4 Conclusions and Prospects

There is a growing demand for developing crops with resilience to climate change, abiotic stress, and N-use efficiency for global food security and environmental sustainability. While studies on individual stresses and the signaling mechanisms involved in the plant’s response to them have made impressive progress, integrative studies are needed that can model the complex interactions between various abiotic stresses and the signaling and/or regulatory events involved in them. Similarly, in the area of N-response and N-use efficiency, integration of crop genetics and functional genomics approaches have begun to make rapid strides, but the links between nitrogen and stress remain peripheral, especially at the level of signaling and regulatory interface of stress and N, except in the area of nitrosative stress. This calls for new synergies to be forged between research on abiotic stress and resource-use efficiency in general and N-use efficiency in particular, to identify some common signaling aspects or regulatory targets for developing not only stress-resistant and climate-resilient crops but also N-use-efficient or resource-use-efficient crops.

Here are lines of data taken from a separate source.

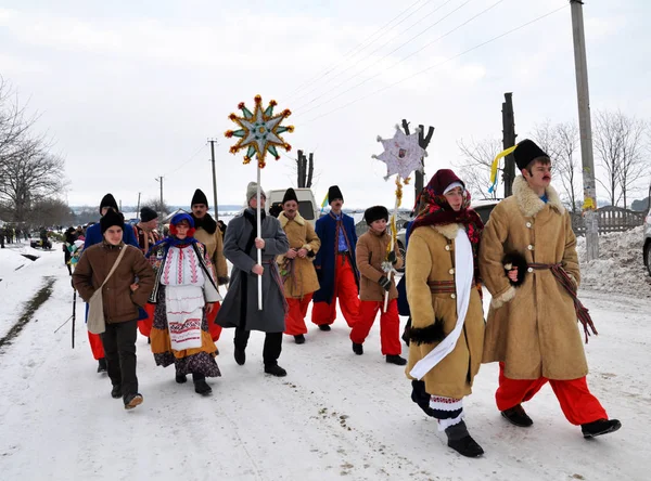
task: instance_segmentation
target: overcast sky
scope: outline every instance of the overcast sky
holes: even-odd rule
[[[393,206],[371,155],[403,118],[436,128],[427,177],[459,161],[459,139],[501,139],[505,92],[520,140],[547,118],[577,118],[570,6],[457,56],[566,4],[3,0],[0,75],[65,157],[71,205],[95,206],[106,192],[135,205],[139,192],[158,196],[159,176],[168,204],[189,204],[196,187],[212,199],[207,138],[219,141],[219,203],[242,203],[255,167],[229,154],[224,132],[238,103],[259,93],[293,112],[294,150],[315,152],[318,202],[336,183],[348,207]],[[651,2],[586,0],[584,11],[592,108],[651,117]],[[268,161],[265,188],[295,185],[293,156]]]

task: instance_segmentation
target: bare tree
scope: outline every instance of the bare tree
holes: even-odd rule
[[[490,166],[495,156],[502,151],[501,141],[498,139],[482,141],[471,139],[469,143],[465,143],[461,139],[457,145],[463,160],[456,162],[455,166],[460,169],[461,178],[468,190],[476,198],[497,199],[497,188],[493,193],[489,193],[488,188],[490,187]],[[498,169],[498,178],[501,170]]]
[[[532,138],[551,158],[562,185],[561,196],[566,207],[576,212],[579,166],[574,154],[578,148],[578,127],[573,122],[552,125],[548,119],[534,126]]]
[[[64,161],[48,152],[42,140],[21,140],[13,153],[2,159],[0,202],[13,209],[15,222],[24,222],[30,205],[39,197],[61,191]]]

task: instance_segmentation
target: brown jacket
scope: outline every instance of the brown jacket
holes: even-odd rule
[[[413,231],[407,249],[407,299],[411,310],[411,341],[407,377],[457,324],[456,292],[432,292],[429,283],[455,281],[455,237],[459,224],[423,226]],[[435,325],[436,324],[436,325]],[[425,376],[425,391],[461,399],[471,393],[480,370],[484,343],[484,311],[477,289],[470,292],[463,332],[457,346]]]
[[[528,263],[561,263],[578,285],[570,214],[551,186],[547,196],[545,204],[518,177],[513,195],[493,210],[482,238],[482,278],[493,295],[484,362],[503,362],[511,379],[576,379],[588,373],[573,300],[551,271],[532,270],[515,288],[502,264],[511,251]]]
[[[127,249],[119,265],[102,289],[106,323],[120,323],[138,318],[138,307],[144,307],[154,288],[154,270],[137,247],[112,246],[106,242],[84,250],[73,272],[73,284],[86,302],[102,285],[122,249]],[[130,285],[138,276],[140,286],[131,292]]]
[[[206,230],[199,227],[194,232],[194,238],[206,246],[217,281],[219,281],[219,277],[228,277],[228,266],[224,257],[224,238],[219,226],[217,226],[214,234],[208,234]]]
[[[285,297],[301,299],[306,294],[319,290],[319,280],[317,278],[314,260],[315,255],[321,247],[321,240],[319,240],[315,227],[303,219],[298,212],[292,220],[289,220],[284,212],[280,212],[278,220],[290,240],[290,248],[296,250],[307,249],[308,257],[304,259],[296,257],[291,261],[293,271],[284,281]],[[282,270],[285,265],[285,257],[278,256],[276,260]]]
[[[371,229],[362,234],[357,239],[355,258],[357,260],[357,269],[359,270],[359,299],[365,301],[382,301],[384,300],[384,287],[378,284],[380,277],[386,276],[382,271],[382,262],[386,260],[386,251],[391,243],[391,235],[383,232],[378,235]],[[397,262],[395,269],[403,266],[403,256],[398,250],[398,243],[394,244],[394,252],[396,252]],[[396,289],[395,275],[391,277],[391,289],[388,290],[388,299],[397,299],[398,290]]]

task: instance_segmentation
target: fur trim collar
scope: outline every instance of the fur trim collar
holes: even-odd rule
[[[288,219],[284,214],[284,212],[280,212],[278,214],[278,220],[280,221],[280,226],[282,229],[284,229],[284,226],[288,224],[288,222],[290,221],[290,219]],[[303,217],[301,217],[301,213],[296,212],[296,217],[294,219],[292,219],[294,222],[296,222],[298,225],[305,225],[305,219],[303,219]]]
[[[444,225],[433,225],[434,230],[443,235],[445,238],[449,238],[454,240],[457,238],[457,232],[459,229],[462,229],[461,224],[444,224]]]
[[[548,198],[547,204],[549,204],[549,207],[558,211],[560,214],[565,213],[565,208],[563,207],[561,198],[556,192],[556,188],[549,185],[546,190],[546,194]],[[526,180],[522,176],[518,176],[513,181],[513,197],[515,197],[518,207],[520,207],[520,210],[524,217],[534,217],[545,208],[545,203],[538,198],[534,191],[532,191],[526,183]]]

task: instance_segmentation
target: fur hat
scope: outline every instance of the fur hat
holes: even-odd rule
[[[102,202],[100,203],[100,213],[102,213],[102,209],[104,207],[113,207],[116,212],[119,211],[113,194],[106,194],[104,197],[102,197]]]
[[[525,139],[518,143],[518,146],[513,151],[513,158],[518,169],[526,169],[533,160],[538,157],[549,158],[546,152],[544,152],[536,143],[532,140]]]
[[[340,191],[339,185],[331,185],[328,188],[328,204],[332,204],[333,200],[341,198],[344,202],[344,194]]]
[[[248,182],[248,185],[246,185],[246,202],[248,203],[248,200],[251,200],[256,195],[257,195],[257,183]],[[263,190],[261,185],[260,185],[260,197],[267,198],[267,194],[265,194],[265,191]]]
[[[122,229],[125,229],[125,217],[115,210],[108,209],[106,213],[100,219],[100,229],[102,230],[102,234],[113,225],[119,225]]]
[[[376,220],[384,219],[388,221],[388,210],[384,206],[369,207],[363,211],[363,220],[371,225]]]
[[[158,213],[151,207],[143,207],[142,209],[140,209],[140,221],[141,222],[149,222],[149,221],[157,219],[157,218],[158,218]]]
[[[196,191],[194,191],[194,195],[192,196],[192,200],[190,202],[190,207],[192,207],[196,204],[203,204],[206,207],[209,207],[208,198],[206,197],[206,194],[204,194],[201,188],[197,188]]]
[[[292,187],[286,190],[285,195],[282,198],[282,204],[290,202],[290,200],[294,200],[296,204],[298,204],[298,197],[296,197],[296,191],[294,191]]]

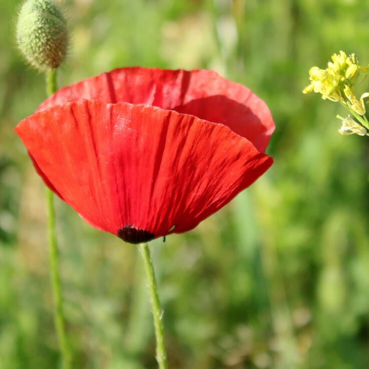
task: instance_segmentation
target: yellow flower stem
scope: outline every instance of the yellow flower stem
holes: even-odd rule
[[[365,115],[363,116],[364,118],[363,118],[361,115],[359,115],[357,113],[350,108],[348,105],[346,104],[344,104],[342,101],[340,101],[340,103],[343,105],[345,108],[348,109],[352,115],[353,115],[353,116],[354,116],[355,118],[356,118],[356,119],[357,119],[357,120],[358,120],[358,121],[360,122],[364,127],[365,127],[365,128],[367,129],[369,129],[369,122],[368,122],[367,119]]]
[[[56,69],[52,69],[46,72],[46,90],[48,95],[49,96],[52,95],[57,89]],[[48,234],[50,276],[54,304],[54,324],[58,335],[58,340],[62,356],[62,369],[71,369],[72,354],[65,329],[65,319],[60,277],[60,263],[55,227],[54,194],[48,188],[46,188],[46,200],[48,209]]]
[[[159,296],[157,293],[156,280],[155,278],[154,267],[150,256],[150,250],[147,243],[140,244],[138,245],[138,249],[143,259],[150,300],[152,307],[155,336],[156,340],[156,360],[159,364],[159,369],[168,369],[166,351],[164,343],[164,325],[162,321],[163,311],[161,310]]]

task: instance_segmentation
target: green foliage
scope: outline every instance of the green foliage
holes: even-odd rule
[[[57,367],[44,189],[13,128],[46,96],[0,13],[0,367]],[[301,91],[340,50],[369,63],[359,0],[66,1],[65,85],[140,65],[215,69],[276,123],[266,175],[193,231],[153,243],[172,369],[369,367],[367,137]],[[4,51],[5,51],[5,53]],[[357,88],[368,91],[367,81]],[[367,199],[368,197],[368,199]],[[135,247],[57,203],[68,328],[81,369],[156,367]]]

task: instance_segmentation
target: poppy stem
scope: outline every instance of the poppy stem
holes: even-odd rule
[[[46,72],[46,90],[48,95],[53,94],[57,89],[56,69]],[[48,235],[50,265],[51,285],[54,299],[54,320],[58,334],[62,369],[72,367],[72,354],[65,329],[65,319],[63,306],[63,295],[59,268],[59,252],[56,239],[55,228],[55,210],[54,206],[54,194],[46,188],[46,201],[48,210]]]
[[[152,265],[150,250],[147,243],[140,244],[138,246],[141,255],[143,258],[147,281],[150,300],[152,307],[152,315],[154,318],[155,336],[156,339],[156,360],[159,369],[167,369],[166,351],[164,343],[164,325],[162,321],[163,311],[160,304],[157,294],[157,286],[155,278],[154,267]]]

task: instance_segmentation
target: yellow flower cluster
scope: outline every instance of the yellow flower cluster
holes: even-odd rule
[[[359,99],[355,96],[352,87],[360,73],[369,72],[368,67],[360,67],[355,54],[347,55],[343,51],[334,54],[327,68],[321,69],[313,67],[309,71],[310,83],[303,90],[304,94],[312,91],[320,93],[324,100],[339,102],[344,105],[358,123],[349,115],[347,118],[337,117],[342,121],[338,130],[342,134],[356,134],[363,136],[369,130],[369,122],[366,116],[364,99],[369,97],[369,93],[363,94]],[[369,135],[369,134],[367,134]]]

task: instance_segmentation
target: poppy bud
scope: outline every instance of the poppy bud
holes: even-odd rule
[[[28,0],[19,13],[17,42],[23,55],[41,72],[58,67],[66,56],[67,22],[49,0]]]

Crop improvement through QTL mapping and marker-assisted selection/breeding seems to be a promising route in this regard. Extensive studies in various plants have lead to the mapping of many agronomic traits such NUE, yield, biomass, N uptake, and remobilization (Habash et al. 2007; Fontaine et al. 2009). The possibility of co-localization of multiple agronomically important QTLs is an increasingly attractive avenue to explore in this regard. For example, in tropical maize, QTLs for grain yield and secondary traits were identified under varying N and water supply, some of which were found to be co-localized (Ribaut et al. 2007). More efforts in this direction can be enabled by suitable national policies and intergovernmental cooperation for germplasm exchange and collaboration. The role of public sector may prove to be at least as crucial as that of the private sector in facilitating affordable access to such technologies for the farmers, breeders, and consumers alike.